Ad Amalfi (Salerno) una statua gigantesca al centro di una fontana celebra un concittadino illustre, Flavio Gioia, inventore che intorno al 1300 avrebbe inventato o perfezionato la bussola (inventata dai cinesi e adottata in precedenza dai naviganti arabi, veneziani e dagli stessi amalfitani).
Tuttavia, nonostante la sua celebrità, di lui non si sa assolutamente nulla. Ci sono centinaia di testi che lo citano, quasi tutti scritti dopo il 1500, ma si dice che il navigatore sia nato intorno al 1250 e abbia introdotto la bussola nel 1300.
Di certo il cognome Gioia è presente nella zona costiera, dalle parti di Positano, e ci sono notizie di una famiglia amalfitana con questo cognome che nel 1665 si trasferì a Rua Catalana, a Napoli. Errico Talamo, storico di Positano del XIX secolo, affermò con certezza che Gioia era un abitante della vicina città costiera trasferitosi ad Amalfi.

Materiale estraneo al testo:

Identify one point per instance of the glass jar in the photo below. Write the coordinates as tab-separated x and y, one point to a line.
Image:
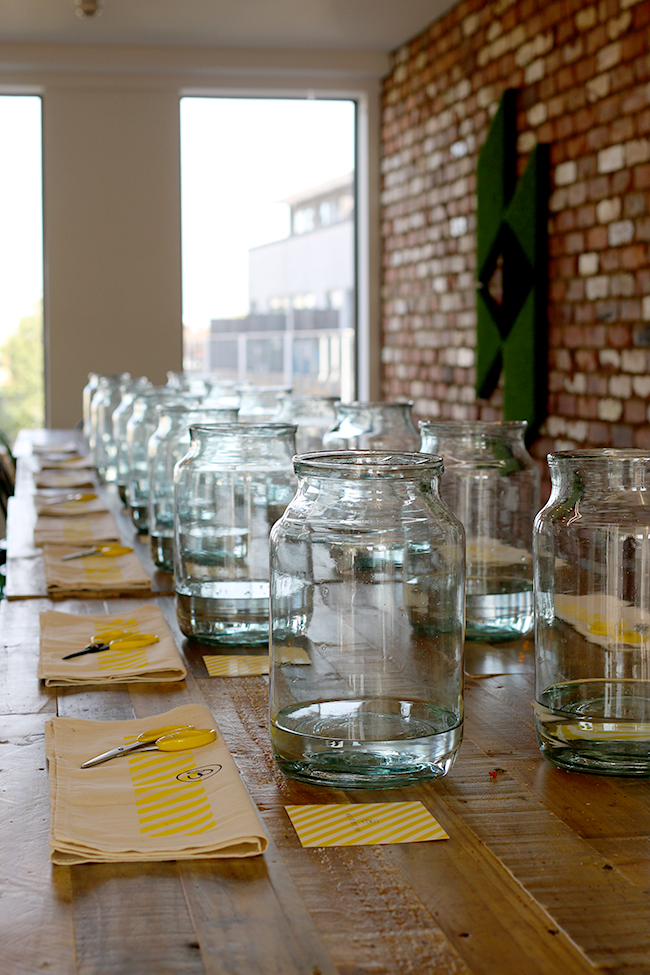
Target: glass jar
592	613
139	428
229	491
104	402
313	415
491	483
373	426
367	584
121	416
86	399
168	443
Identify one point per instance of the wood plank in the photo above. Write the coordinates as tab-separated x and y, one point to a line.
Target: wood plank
36	930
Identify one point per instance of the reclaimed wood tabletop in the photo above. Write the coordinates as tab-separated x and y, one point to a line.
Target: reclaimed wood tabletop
544	872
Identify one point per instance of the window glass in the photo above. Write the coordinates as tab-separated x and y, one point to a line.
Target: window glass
267	241
21	265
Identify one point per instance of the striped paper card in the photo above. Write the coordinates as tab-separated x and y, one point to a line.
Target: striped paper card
223	665
364	824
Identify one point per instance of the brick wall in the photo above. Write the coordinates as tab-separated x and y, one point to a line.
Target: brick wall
583	71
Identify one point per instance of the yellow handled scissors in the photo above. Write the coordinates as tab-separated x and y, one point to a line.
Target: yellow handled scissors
108	551
111	641
174	738
73	497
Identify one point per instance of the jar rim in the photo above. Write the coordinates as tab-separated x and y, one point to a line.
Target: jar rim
595	453
368	464
242	427
368	404
474	426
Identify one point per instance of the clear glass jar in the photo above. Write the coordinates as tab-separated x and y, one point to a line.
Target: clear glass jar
229	491
592	613
257	404
373	426
104	402
491	483
169	442
86	399
313	415
121	417
139	428
367	584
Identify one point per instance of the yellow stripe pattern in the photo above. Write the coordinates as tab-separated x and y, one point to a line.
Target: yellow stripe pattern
601	731
120	659
363	824
165	805
219	665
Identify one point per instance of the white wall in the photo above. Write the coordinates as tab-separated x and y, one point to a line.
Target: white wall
112	194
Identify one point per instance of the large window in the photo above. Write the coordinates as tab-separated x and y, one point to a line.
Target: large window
21	265
268	211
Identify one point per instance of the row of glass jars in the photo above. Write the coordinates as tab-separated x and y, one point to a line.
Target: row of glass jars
364	600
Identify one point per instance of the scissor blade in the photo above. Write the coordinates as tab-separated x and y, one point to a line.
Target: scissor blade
114	753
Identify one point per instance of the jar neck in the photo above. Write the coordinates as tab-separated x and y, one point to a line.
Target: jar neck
599	473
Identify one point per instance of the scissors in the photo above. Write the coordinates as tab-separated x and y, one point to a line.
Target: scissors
173	738
73	497
121	640
108	551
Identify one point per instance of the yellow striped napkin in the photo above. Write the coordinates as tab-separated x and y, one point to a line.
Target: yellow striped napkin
63	633
151	806
64	479
364	824
59	508
93	577
85	531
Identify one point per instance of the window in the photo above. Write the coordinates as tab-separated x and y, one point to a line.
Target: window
21	265
268	239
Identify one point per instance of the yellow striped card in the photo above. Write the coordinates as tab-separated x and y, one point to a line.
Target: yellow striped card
363	824
249	666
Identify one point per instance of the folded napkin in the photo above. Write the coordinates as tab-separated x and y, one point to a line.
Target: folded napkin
152	806
64	479
65	509
65	447
63	633
55	462
94	576
80	531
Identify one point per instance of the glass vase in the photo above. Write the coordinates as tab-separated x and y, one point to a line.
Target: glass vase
229	490
373	426
592	613
491	483
314	416
121	417
367	583
141	425
104	402
168	443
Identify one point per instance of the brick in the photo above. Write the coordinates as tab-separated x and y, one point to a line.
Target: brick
611	159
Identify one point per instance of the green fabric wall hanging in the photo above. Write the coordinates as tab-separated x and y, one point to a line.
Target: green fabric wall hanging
512	270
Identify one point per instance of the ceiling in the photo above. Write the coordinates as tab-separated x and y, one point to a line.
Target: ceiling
343	25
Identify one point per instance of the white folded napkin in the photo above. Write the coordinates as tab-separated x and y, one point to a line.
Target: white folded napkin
64	633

Sarà poi uno storico napoletano a indicare la città di origine di Flavio in Gioia del Colle, dando così anche un cognome allo scopritore. C’è un solo problema: Flavio Gioia non è mai esistito. Come ha dimostrato la storica Chiara Frugoni è un errore, dovuto alla formulazione ambigua della frase di Pio.
La frase, infatti, andava letta così: «Viene tramandato da Flavio [Biondo] che l’uso della bussola sia stato inventato ad Amalfi, in Campania». La bussola è in realtà un’invenzione cinese e, forse, nel Trecento Marco Polo, di ritorno dalla Cina, l’aveva portata con sé. Di sicuro, la statua di Flavio Gioia è molto bella e, proprio perché è dedicata a qualcuno che non è mai esistito, offre lo spunto per raccontare una storia ancora più bella.